The prospects for a peaceful protest have been enhanced by suggestions that, secretly, the Orangemen have been promised the right to march along the Garvaghy Road within weeks if they behave. There are unconfirmed reports of talks and possible deals between Tony Blair and both sides, although officially there is no movement on the Parades Commission's order to declare the Garvaghy Road off limits.
Unionists believe that they could still march without causing confrontation. According to their research, there are about 900 houses along the 600m stretch of road denied them. They say only 66 of those face on to the Garvaghy and Drumcree roads, while fewer than 10 have addresses actually on the Garvaghy Road. The vast majority - 75 per cent - are 100-600m away from the road.
It takes about seven minutes to walk the route. Orangemen have appealed to Catholic residents to stay indoors if they feel offended, although the appeals have been indirect - they refuse to speak face to face with people from the Garvaghy Road.
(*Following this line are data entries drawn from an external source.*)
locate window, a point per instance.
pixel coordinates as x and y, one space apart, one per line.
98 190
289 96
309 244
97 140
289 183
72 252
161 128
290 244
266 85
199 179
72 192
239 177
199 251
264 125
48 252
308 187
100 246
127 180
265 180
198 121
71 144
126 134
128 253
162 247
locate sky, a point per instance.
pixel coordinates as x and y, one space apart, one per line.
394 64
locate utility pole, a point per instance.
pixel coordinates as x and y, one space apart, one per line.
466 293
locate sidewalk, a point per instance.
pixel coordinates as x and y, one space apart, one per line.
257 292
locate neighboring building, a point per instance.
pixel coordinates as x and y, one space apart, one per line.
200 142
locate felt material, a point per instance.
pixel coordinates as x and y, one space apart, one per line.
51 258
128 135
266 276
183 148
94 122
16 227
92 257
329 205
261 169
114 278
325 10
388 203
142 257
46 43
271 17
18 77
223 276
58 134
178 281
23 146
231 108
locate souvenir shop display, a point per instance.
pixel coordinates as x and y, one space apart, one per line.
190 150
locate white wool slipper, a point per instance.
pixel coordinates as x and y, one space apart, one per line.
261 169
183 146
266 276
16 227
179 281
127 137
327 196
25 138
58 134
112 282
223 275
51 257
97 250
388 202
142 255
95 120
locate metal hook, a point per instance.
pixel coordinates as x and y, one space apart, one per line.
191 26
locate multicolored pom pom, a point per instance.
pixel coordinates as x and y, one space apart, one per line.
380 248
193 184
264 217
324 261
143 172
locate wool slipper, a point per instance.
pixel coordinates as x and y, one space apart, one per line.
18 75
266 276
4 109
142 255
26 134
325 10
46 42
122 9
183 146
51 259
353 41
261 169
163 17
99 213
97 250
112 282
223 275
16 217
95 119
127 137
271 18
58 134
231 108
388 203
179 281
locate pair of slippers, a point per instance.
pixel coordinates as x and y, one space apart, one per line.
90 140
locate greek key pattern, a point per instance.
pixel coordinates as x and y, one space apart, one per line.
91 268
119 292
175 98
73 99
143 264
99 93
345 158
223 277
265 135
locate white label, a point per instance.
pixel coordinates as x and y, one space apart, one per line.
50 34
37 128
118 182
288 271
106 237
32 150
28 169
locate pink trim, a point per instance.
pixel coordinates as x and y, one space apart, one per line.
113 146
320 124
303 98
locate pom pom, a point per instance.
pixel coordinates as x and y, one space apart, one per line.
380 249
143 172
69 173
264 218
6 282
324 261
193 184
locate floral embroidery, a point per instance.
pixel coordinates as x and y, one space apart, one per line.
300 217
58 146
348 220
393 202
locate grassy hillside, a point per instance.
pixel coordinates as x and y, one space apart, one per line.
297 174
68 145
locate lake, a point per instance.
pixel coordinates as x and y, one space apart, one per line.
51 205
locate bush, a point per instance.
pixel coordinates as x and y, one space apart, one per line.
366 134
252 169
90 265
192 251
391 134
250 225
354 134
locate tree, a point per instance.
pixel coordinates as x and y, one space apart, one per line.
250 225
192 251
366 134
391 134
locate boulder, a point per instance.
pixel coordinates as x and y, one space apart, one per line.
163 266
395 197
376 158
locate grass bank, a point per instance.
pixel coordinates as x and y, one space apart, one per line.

The Catholics, in turn, say they should have the right not to have triumphalist Protestant parades through their areas.
Last week, the paramilitary Ulster Volunteer Force printed leaflets in Belfast ordering Protestants not to riot, burn or destroy property during this difficult period. That, coupled with yesterday's definitive appeal for calm from the Orange Order, may be enough to prevent violence. In the meantime, the people of Northern Ireland are holding their breath.